2001-11-28 20:05:09

by Jeremy Puhlman

[permalink] [raw]
Subject: Google Test and 2.4.16

Ok yesterday got the google tests running...The machine I ran it on
was a standard (Old) white box...Athlon k6-450 with 128 MB of
Ram....Using 256 MB of swap....The google test tries to use an
adjustable 1/2 terra byte Block size...This is unrealistic for an
embedded system or my system for that matter..So in trying to tune the
test to the system it seems they would not run unless the block size
was less then 60 MB...Not sure what the deal was...I tried turning on
memory-overcommit but no dice...

So basically I ran the test once through and every thing went fine...The

test didn't seem to really stress the system very much...

So I ran the same program 4 times, concurrently...The system did not
seem to lose any responsiveness....This did stress the vm system since
each of the processes were grabbing 60 megs...

I did find that once the 4 processes finished their runs.
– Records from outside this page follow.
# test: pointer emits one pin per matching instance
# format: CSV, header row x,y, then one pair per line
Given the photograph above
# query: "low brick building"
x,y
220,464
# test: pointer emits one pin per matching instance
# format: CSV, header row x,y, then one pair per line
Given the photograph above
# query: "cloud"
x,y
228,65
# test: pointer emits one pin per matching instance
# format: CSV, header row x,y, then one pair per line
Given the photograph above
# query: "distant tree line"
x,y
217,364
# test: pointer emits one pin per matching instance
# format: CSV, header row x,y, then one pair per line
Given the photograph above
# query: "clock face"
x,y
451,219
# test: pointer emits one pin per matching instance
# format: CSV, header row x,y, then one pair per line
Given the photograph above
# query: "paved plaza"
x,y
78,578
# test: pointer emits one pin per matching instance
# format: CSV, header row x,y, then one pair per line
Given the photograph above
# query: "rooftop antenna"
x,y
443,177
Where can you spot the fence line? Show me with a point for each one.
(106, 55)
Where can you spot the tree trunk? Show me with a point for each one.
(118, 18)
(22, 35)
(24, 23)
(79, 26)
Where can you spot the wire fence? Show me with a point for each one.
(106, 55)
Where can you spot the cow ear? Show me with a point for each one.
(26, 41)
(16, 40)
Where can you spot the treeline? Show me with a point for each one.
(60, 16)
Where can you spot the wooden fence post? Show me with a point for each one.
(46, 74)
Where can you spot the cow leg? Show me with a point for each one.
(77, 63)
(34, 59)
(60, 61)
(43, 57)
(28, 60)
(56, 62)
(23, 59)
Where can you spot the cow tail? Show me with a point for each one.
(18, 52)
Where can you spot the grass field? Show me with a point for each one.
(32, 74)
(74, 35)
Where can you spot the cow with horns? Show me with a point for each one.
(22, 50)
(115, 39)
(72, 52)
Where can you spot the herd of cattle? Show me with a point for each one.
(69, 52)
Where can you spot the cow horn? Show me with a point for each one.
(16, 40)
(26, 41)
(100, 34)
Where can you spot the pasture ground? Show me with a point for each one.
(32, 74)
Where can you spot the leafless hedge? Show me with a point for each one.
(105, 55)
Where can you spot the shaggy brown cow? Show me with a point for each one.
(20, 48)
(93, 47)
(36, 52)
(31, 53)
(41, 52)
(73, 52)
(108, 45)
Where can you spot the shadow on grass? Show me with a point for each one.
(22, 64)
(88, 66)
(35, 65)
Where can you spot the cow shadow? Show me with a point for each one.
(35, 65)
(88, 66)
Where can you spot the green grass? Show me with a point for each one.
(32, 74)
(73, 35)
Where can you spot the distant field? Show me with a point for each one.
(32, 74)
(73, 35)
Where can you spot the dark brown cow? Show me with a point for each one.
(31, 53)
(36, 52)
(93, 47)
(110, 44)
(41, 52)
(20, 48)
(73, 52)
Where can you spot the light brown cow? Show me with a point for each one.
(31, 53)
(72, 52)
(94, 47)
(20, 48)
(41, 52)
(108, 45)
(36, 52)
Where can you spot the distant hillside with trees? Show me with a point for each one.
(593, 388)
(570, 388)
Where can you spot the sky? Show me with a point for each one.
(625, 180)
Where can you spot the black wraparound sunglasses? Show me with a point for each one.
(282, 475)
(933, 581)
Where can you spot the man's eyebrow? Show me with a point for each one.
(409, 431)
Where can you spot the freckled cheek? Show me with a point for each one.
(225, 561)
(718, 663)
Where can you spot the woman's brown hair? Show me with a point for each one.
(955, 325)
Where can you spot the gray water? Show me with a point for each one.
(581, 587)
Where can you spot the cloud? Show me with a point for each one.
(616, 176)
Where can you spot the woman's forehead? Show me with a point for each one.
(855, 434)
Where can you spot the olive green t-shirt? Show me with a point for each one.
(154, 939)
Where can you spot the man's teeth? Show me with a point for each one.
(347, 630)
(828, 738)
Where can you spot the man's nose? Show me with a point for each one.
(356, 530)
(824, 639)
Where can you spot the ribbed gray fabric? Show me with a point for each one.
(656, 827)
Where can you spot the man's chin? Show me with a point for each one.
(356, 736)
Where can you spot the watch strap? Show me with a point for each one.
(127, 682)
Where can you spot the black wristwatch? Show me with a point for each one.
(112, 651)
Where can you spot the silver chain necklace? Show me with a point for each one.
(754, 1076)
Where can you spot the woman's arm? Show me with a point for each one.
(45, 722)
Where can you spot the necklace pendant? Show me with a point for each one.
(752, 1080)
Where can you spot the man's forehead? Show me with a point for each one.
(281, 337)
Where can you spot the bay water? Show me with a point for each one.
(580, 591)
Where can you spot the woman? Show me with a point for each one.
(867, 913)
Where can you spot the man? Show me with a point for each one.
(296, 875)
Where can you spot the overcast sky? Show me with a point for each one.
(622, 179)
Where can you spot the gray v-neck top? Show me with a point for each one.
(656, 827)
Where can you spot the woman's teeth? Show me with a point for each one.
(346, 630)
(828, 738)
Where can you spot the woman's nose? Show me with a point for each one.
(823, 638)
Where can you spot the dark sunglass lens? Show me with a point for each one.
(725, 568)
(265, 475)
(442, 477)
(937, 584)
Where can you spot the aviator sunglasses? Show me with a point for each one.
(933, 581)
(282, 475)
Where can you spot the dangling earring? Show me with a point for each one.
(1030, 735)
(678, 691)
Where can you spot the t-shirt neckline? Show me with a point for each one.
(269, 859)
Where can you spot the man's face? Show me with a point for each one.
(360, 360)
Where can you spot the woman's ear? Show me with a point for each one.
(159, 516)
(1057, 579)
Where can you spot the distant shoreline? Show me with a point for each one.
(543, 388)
I ran one
more just for fun...Then the system locked up...

Jeremy


2001-11-28 20:17:30

by Marcelo Tosatti

[permalink] [raw]
Subject: Re: Google Test and 2.4.16



On Wed, 28 Nov 2001, Jeremy Puhlman wrote:

> Ok yesterday got the google tests running...The machine I ran it on
> was a standard (Old) white box...Athlon k6-450 with 128 MB of
> Ram....Using 256 MB of swap....The google test tries to use an
> adjustable 1/2 terra byte Block size...This is unrealistic for an
> embedded system or my system for that matter..So in trying to tune the
> test to the system it seems they would not run unless the block size
> was less then 60 MB...Not sure what the deal was...I tried turning on
> memory-overcommit but no dice...
>
> So basically I ran the test once through and every thing went fine...The
>
> test didn't seem to really stress the system very much...
>
> So I ran the same program 4 times, concurrently...The system did not
> seem to lose any responsiveness....This did stress the vm system since
> each of the processes were grabbing 60 megs...
>
> I did find that once the 4 processes finished their runs. I ran one
> more just for fun...Then the system locked up...

Can you get the backtraces (with magic sysrq) of such a lockup ?

2001-11-29 02:42:57

by Andrea Arcangeli

[permalink] [raw]
Subject: Re: Google Test and 2.4.16

On Wed, Nov 28, 2001 at 12:02:59PM -0800, Jeremy Puhlman wrote:
> Ok yesterday got the google tests running...The machine I ran it on
> was a standard (Old) white box...Athlon k6-450 with 128 MB of
> Ram....Using 256 MB of swap....The google test tries to use an
> adjustable 1/2 terra byte Block size...This is unrealistic for an
> embedded system or my system for that matter..So in trying to tune the
> test to the system it seems they would not run unless the block size
> was less then 60 MB...Not sure what the deal was...I tried turning on
> memory-overcommit but no dice...
>
> So basically I ran the test once through and every thing went fine...The
>
> test didn't seem to really stress the system very much...
>
> So I ran the same program 4 times, concurrently...The system did not
> seem to lose any responsiveness....This did stress the vm system since
> each of the processes were grabbing 60 megs...
>
> I did find that once the 4 processes finished their runs. I ran one
> more just for fun...Then the system locked up...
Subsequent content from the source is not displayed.